Protein Characterization:

• Structural integrity: Circular dichroism spectroscopy and thermal stability analysis to confirm comparable secondary structure elements and melting temperatures.

• Post-translational modification analysis: Glycoprotein staining, mass spectrometry, and other PTM-specific analyses to document differences in modification patterns.

• Oligomerization state: Size exclusion chromatography and analytical ultracentrifugation to determine if proteins form similar quaternary structures.

Activity Assays:

• Fungal growth inhibition: Standardized assays against a panel of fungal species using multiple metrics (growth rate, hyphal morphology, membrane integrity).

• Membrane permeabilization: Liposome leakage assays using membrane compositions relevant to target organisms.

• Thermal stability assays: Heat treatment followed by activity measurements to compare functional resilience.
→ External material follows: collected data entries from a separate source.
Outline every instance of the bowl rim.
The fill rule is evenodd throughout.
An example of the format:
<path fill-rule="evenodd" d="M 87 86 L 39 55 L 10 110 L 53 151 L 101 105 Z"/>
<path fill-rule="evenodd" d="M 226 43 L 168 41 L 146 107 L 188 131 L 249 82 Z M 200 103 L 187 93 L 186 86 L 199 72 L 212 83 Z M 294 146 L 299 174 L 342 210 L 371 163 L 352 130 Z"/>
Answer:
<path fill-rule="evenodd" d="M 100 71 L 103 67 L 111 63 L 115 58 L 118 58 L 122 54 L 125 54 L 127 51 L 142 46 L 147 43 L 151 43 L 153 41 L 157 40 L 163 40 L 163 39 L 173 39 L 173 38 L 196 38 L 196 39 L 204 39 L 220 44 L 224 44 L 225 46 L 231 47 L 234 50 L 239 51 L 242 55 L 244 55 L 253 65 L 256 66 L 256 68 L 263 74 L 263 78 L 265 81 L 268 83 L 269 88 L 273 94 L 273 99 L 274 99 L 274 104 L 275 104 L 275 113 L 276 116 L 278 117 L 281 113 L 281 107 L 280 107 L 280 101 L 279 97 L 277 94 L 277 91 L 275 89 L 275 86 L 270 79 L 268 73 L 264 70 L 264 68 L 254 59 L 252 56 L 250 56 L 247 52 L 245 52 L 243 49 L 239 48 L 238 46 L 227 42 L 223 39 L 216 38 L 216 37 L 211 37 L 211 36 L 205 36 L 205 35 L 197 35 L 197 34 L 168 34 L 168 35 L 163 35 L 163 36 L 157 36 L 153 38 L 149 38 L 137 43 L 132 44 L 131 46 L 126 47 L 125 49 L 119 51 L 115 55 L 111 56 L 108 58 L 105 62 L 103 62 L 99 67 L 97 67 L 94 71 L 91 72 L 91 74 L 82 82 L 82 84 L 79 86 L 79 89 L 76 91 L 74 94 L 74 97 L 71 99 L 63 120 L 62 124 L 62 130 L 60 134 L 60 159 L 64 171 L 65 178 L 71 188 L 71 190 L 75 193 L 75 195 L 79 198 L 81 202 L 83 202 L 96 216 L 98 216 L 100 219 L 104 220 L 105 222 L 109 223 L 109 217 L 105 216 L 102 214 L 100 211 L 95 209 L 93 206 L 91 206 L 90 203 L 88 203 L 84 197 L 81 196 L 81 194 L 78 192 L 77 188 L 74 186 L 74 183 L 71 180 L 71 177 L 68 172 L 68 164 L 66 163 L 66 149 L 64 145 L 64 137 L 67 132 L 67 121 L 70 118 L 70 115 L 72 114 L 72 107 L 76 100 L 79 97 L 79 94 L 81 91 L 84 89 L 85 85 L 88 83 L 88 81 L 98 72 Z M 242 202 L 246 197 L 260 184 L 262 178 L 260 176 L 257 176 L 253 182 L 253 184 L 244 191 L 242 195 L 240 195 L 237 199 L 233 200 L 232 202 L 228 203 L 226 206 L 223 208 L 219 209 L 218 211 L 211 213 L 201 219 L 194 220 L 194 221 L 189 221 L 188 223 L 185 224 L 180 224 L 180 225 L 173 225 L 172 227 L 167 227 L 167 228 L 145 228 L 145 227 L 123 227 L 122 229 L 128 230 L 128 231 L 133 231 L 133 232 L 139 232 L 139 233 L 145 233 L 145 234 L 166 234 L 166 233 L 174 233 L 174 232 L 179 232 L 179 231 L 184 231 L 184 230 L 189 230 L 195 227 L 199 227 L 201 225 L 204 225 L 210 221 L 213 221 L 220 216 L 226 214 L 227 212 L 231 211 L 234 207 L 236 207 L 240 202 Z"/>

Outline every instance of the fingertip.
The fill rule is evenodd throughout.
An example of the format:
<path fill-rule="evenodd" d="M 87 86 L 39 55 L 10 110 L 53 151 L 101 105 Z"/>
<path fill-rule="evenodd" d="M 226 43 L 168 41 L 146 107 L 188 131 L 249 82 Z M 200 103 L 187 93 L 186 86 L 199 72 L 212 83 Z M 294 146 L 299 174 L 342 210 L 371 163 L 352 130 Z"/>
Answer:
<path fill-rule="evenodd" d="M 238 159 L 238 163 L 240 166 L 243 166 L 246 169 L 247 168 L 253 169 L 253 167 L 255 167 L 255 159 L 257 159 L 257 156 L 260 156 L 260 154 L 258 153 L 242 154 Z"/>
• pH response profiles: Activity measurements across a range of pH values relevant to the plant apoplast and phytoplasma environment.

Experimental Controls:

• Concentration normalization: Careful protein quantification to ensure equivalent molar concentrations in activity comparisons.

• Storage stability: Assessment of activity retention during storage to ensure differences aren't artifacts of differential stability.

• Unrelated control proteins: Inclusion of non-PR proteins produced in the same systems to control for system-specific effects.

Data Analysis and Reporting:

• Statistical rigor: Appropriate statistical methods to determine the significance of observed differences.

• Multiple batch testing: Analysis of proteins from multiple purification batches to account for batch-to-batch variability.

• Comprehensive reporting: Documentation of all relevant experimental parameters to enable reproducibility.

By carefully controlling these factors, researchers can make valid comparisons between naturally induced and recombinant CTLP-5, identifying any functional differences that might impact experimental applications or theoretical understanding.